WEBVTT
00:00:02.370 --> 00:00:06.640
Consider a cube with sides that are exactly 10 centimeters long, as shown.
00:00:07.070 --> 00:00:08.650
What is the volume of the cube?
00:00:10.300 --> 00:00:13.230
The volume is the space a shape occupies.
00:00:13.260 --> 00:00:18.200
For a rectangular prism or a cube, it’s equal to the length times the width times the height.
00:00:19.410 --> 00:00:22.260
The cube has sides that are all 10 centimeters long.
00:00:23.570 --> 00:00:26.660
So its volume is 1000 centimeters cubed.
00:00:28.420 --> 00:00:32.460
I’m going to keep the volume on screen so we can refer to it later in the problem.

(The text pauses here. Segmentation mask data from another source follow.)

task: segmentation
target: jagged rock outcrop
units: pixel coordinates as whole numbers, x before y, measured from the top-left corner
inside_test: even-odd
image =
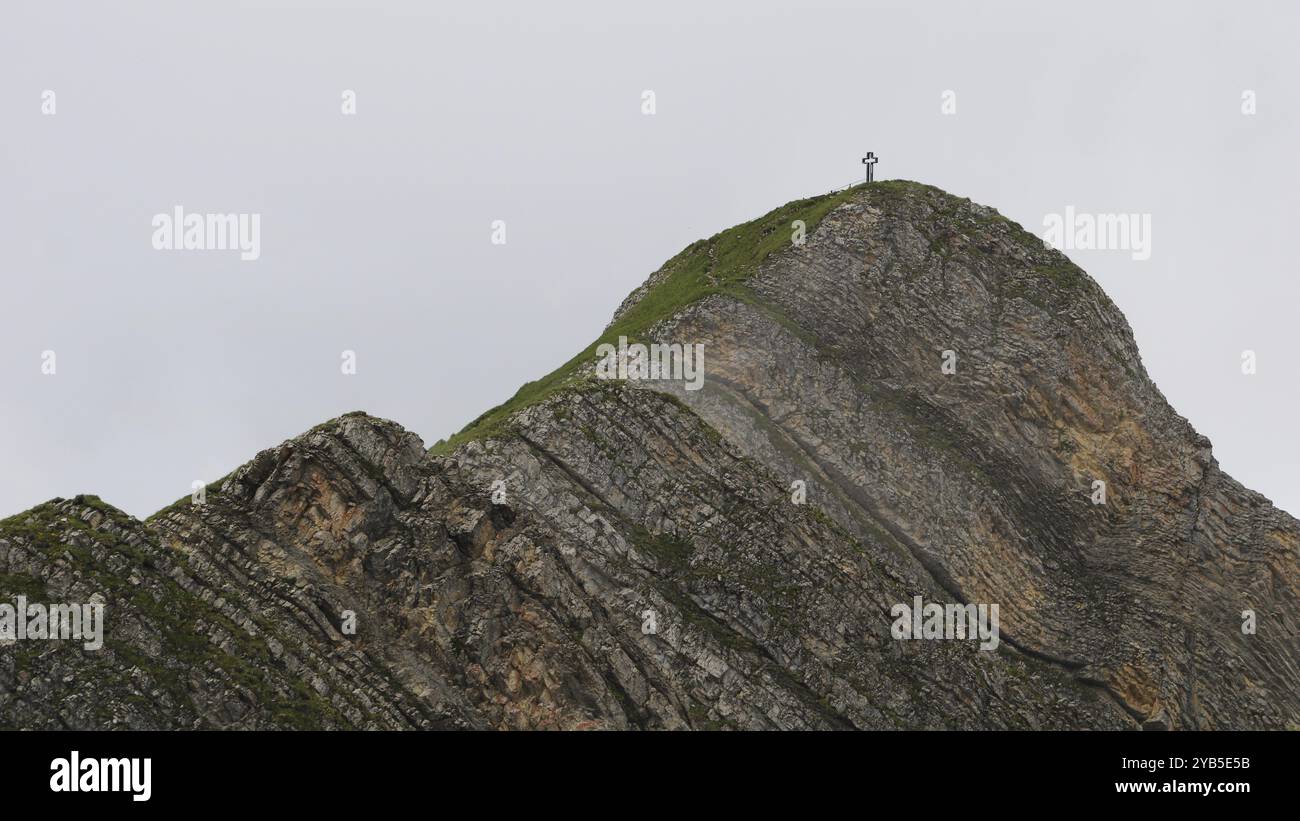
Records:
[[[0,723],[1300,726],[1300,523],[995,211],[791,203],[671,260],[619,335],[705,343],[703,389],[600,380],[593,346],[432,452],[350,414],[148,522],[0,523],[0,601],[108,614],[98,651],[0,646]],[[1001,644],[895,639],[916,595],[998,604]]]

00:00:34.390 --> 00:00:36.370
What is the surface area of the cube?
00:00:37.520 --> 00:00:41.140
The surface area is the total area on the surface of a shape.
00:00:41.790 --> 00:00:48.840
To find the surface area of our cube, we could imagine unfolding it and then finding the total area of the resulting squares.

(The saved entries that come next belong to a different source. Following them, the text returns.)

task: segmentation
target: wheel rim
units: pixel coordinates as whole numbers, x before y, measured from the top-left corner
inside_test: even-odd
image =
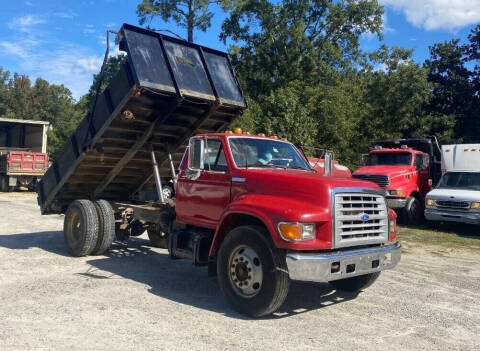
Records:
[[[164,187],[162,189],[162,193],[163,193],[163,197],[165,199],[171,199],[172,198],[172,190],[170,190],[170,188]]]
[[[251,247],[242,245],[230,254],[229,280],[233,290],[241,297],[257,295],[263,283],[262,262]]]
[[[70,239],[73,246],[76,246],[82,240],[82,221],[80,215],[77,212],[70,214],[70,220],[68,221],[68,229],[70,232]]]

00:00:50.140 --> 00:00:55.020
Our cube has six sides, each of which is 10 centimeters by 10 centimeters.
00:00:55.480 --> 00:00:58.700
So the surface area is 600 centimeters squared.
00:01:00.050 --> 00:01:04.330
Again, I’m going to save this number on screen so we can look at it in the next part of the problem.
00:01:06.260 --> 00:01:12.390
If the cube were cut in two, would the total volume and surface area increase, decrease, or stay the same?
00:01:13.390 --> 00:01:22.200
So here’s the cube as if it were cut in half vertically, which would give us two rectangular prisms with sides of five centimeters, five centimeters, and 10 centimeters.
00:01:23.320 --> 00:01:27.710
Again, the volume of a rectangular prism is the length times the width times the height.
00:01:28.400 --> 00:01:33.960
And we’ll want to multiply this by two since we want the total volume of both of these rectangular prisms.
00:01:35.280 --> 00:01:41.760
And if we plug everything in, the rectangular prisms have a total volume of 1000 cubic centimeters.
00:01:43.020 --> 00:01:44.560
Now, let’s find the surface area.
00:01:45.150 --> 00:01:52.600
We have two rectangular prisms with two sides that have an area of 10 centimeters times 10 centimeters.
00:01:53.150 --> 00:01:58.230
And they each have four sides that have an area of five centimeters times 10 centimeters.
00:01:59.560 --> 00:02:03.800
Altogether, that gives us a total surface area of 800 centimeters squared.
00:02:04.730 --> 00:02:07.940
Now, let’s compare the cube and the rectangular prisms.
00:02:08.360 --> 00:02:17.640
The volume of both the cube and the rectangular prisms is 1000 cubic centimeters, which makes sense, as we created the rectangular prisms from the cube.
00:02:17.860 --> 00:02:20.310
So they should be able to occupy the same space.
00:02:21.250 --> 00:02:24.620
While the volume was constant, the surface area was not.
00:02:24.740 --> 00:02:27.480
It increased when we cut the cube in two.
00:02:28.720 --> 00:02:36.190
So when we cut our cube or any shape in general into more pieces that are smaller, the total volume would stay the same.
00:02:36.280 --> 00:02:38.550
And the total surface area would increase.